The verdicts bring to a conclusion a marathon series of prosecutions that began with a five-month trial in April 2008. Ali, Hussain and Sarwar were convicted of conspiracy to murder people unknown, but not of plotting to blow up aeroplanes. Mohammed Gulzar was acquitted.



They were put on trial again in March 2009 and convicted of the plot to destroy transatlantic aircraft. The jury acquitted Savant, Khan and Zaman of their role in the aeroplane plot, but was hung on charges of conspiracy to murder.

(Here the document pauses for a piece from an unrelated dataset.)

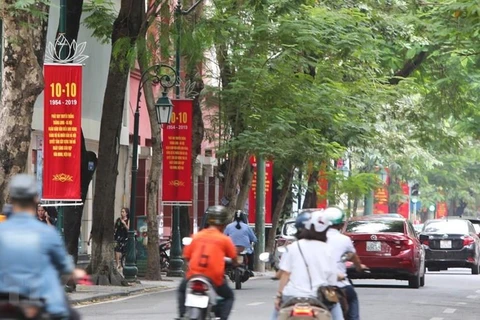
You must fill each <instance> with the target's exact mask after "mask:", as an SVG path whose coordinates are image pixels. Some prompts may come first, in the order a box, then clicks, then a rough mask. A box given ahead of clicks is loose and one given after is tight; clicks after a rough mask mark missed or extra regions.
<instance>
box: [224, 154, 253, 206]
mask: <svg viewBox="0 0 480 320" xmlns="http://www.w3.org/2000/svg"><path fill="white" fill-rule="evenodd" d="M248 160H249V156H248V155H246V154H234V155H232V157H231V158H230V159H229V162H228V168H227V175H226V177H225V185H224V190H223V192H224V197H225V200H226V201H227V202H228V205H227V207H228V209H229V211H230V212H232V213H233V211H234V210H235V208H236V206H237V198H238V188H239V185H240V180H241V178H242V175H243V171H244V170H245V168H246V166H247V165H248V164H249V161H248Z"/></svg>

A third retrial was then called.



Evidence included 26,000 exhibits, 9,710 statements, 142 interviews with defendants and 800 seized electronic devices.



Police examined 14,000GB of data, including 15,000 CDs and DVDs and 500 floppy disks.



Deputy Assistant Commissioner Stuart Osborne, of the Metropolitan Police, said: "These three men claimed they recorded their martyrdom videos as part of a documentary; however, when presented with all the evidence, the jury was satisfied that they were deadly serious in their intent and were party to the conspiracy to murder.



"The martyrdom videos, the instructions left for media to use them, the fresh passport applications, the loan applications and the forensic and surveillance links to Ali, Sarwar and the bomb factory all add up to a clear picture of intent.



"It has taken a long time to bring these men to justice, and the Met Specialist Operations, the Crown Prosecution Service and British Security Service, showed huge commitment, dedication, determination and professionalism throughout the investigation and ensuing trials.



"Sadly this case also highlights that there are people out there who are intent on causing us harm."